Overall, some benchmarks show Composer doing well, others not so much. We think the model is very capable at the given price point. There's lots to improve! If you see any specific behaviors or places the model isn't very good, lmk here or can email me lrobinson at cursor.com.
The "price point" comparison is a lie though because Composer is only available with a monthly Cursor subscription, and Cursor's external-model-per-token charges for other models are not representative of what other models' monthly subscribers get. An OpenAI $200 subscription gets you at least as much GPT 5.5 as a $200 Cursor subscription gets you Composer 2.5.
Grok build only gave me roughly 10 hours of use for $40 for the entire month...
I don't even care about long horizon, can I use it a reasonable amount of time through the month? I use AI for hobby projects, Claude gets me quite far, but I tire of dropping $100 every month. I'm not sending my money to some Chinese firm that now has access to my computer.
Ironically, their benchmark might be more accurate than artificial analysis for a narrow slice of things that Cursor's Eigencustomer is really interested in. Otherwise I'd take it as just another data point.
Your skepticism is well-founded IMHO. I have found that if you are one-shotting a Django/Next CRUD app, a React/Vue UI, shell scripts or GitHub Actions, Composer 2.5 is fantastic!
But for anything outside the median of the last decade's web development - like free-body physics, kinematics, or optimization - Composer is *horribly* unpredictable.

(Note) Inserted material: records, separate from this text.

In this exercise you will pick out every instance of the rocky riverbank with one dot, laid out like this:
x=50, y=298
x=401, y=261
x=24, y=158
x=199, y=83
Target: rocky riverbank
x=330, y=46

It isn't universally trash; rather, it confidently makes subtle, incorrect assumptions. It inserts tiny footguns that require you to scrutinize *every* single token it generates.
Opus 4.8 max, on the other hand, refuses to guess, atleast the way I have set it up. If there's *any* ambiguity about the implementation or how tests should be written, it *stops* and asks me for clarification. I actually trust the output without worrying about hidden disasters and ticking timebombs.
Yes, Opus is far more expensive, but it's worth it for the time saved on review, which is our current blocker.
The real friction is that Cursor's marketing is so aggressive that the people paying the bills look at my Opus usage and demand to know why I'm not using the cheaper alternative!
It’s an impossible argument to win when the rest of the company's devs are happily building standard web apps on Composer without issue, blissfully unaware of how the model falls apart on harder engineering problems.
Fable 5 is on a league on its own. If history predicts the future, in ~6 months we should have open weight models that are competitive with Fable 5. Without considering what it will take to run such a thing, I would be extremely excited to have open access to such a capability. Great times ahead!
There's also issues with cost calculation (as that harness doesn't use caches) and so on as reported on their github issues.
None of the benchmarks are perfect, but that does explain a lot of the variations between benchmarks.
for most tasks is capable and very cheap, for a days worth of tasks is costing about $10
I do feel that they've really upped their game with composer this year though.